Tegenwoordig gaat bijna iedereen in Nederland naar school. Op school leer je dingen als lezen, schrijven en rekenen. Dat lijkt nu allemaal heel vanzelfsprekend, maar dat is niet altijd zo geweest. Vroeger gingen de meeste kinderen namelijk niet naar school. Er waren wel wat scholen, maar deze waren niet van hoge kwaliteit. In de achttiende en negentiende eeuw had je wel volksscholen, maar goed waren deze scholen niet. Er kwam steeds meer zorgen om de kwaliteit van het onderwijs, ook door de Verlichting. De Verlichting ging er van uit dat mensen tot nuttig burger zouden groeien door kennis en onderwijs - slechte scholen en het gebrek aan leermogelijkheden zouden dit verhinderen. De Maatschappij tot Nut van 't Algemeen zette zich onder andere in voor de verbetering van de kwaliteit van deze volksscholen.

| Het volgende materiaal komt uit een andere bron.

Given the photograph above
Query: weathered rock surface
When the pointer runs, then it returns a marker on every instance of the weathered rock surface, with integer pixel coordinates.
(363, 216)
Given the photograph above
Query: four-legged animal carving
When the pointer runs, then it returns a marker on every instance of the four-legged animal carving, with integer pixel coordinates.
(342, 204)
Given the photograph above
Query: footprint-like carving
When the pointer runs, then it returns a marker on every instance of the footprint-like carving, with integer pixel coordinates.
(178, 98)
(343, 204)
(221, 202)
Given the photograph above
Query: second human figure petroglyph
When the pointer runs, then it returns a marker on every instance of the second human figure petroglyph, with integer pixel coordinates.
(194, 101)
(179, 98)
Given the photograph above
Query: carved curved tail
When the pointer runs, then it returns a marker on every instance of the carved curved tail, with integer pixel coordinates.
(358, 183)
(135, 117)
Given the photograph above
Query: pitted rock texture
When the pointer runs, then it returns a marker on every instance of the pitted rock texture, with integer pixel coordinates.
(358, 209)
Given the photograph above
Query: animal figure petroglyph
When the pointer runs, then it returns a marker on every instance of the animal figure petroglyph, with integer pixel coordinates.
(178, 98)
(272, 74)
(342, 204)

De Maatschappij werd in 1784 opgericht om de gewone mens te kunnen beschaven, zodat ze tot volwaardig burgers konden opgroeien. De organisatie probeerde dit te doen door bijvoorbeeld het onderwijs te verbeteren, maar ook door lezingen te houden, bibliotheken te openen en andere zorgdiensten op te richten. Op de eerste afbeelding zie je een voorbeeld van een toegangskaartje tot een activiteit van de leesbibliotheek van de afdeling van de Maatschappij in Utrecht. Er werd een lezing gehouden door de 'Heer Hennij' in Tivoli. Hij droeg tijdens deze lezing enkele van zijn zelfgeschreven boeken voor.
De openbare leesbibliotheek
Het Utrechtse departement van de Maatschappij heeft een uitgebreid archief achtergelaten. Zo zie je op de tweede afbeelding dat ook het 'Reglement voor de Leesbibliotheek' bewaard is gebleven. Volgens de Maatschappij kon een openbare leesbibliotheek bijdragen aan 'verlichting, godsvrucht en goede zeden' van de Utrechtse bevolking, zoals je kan zien op de derde afbeelding.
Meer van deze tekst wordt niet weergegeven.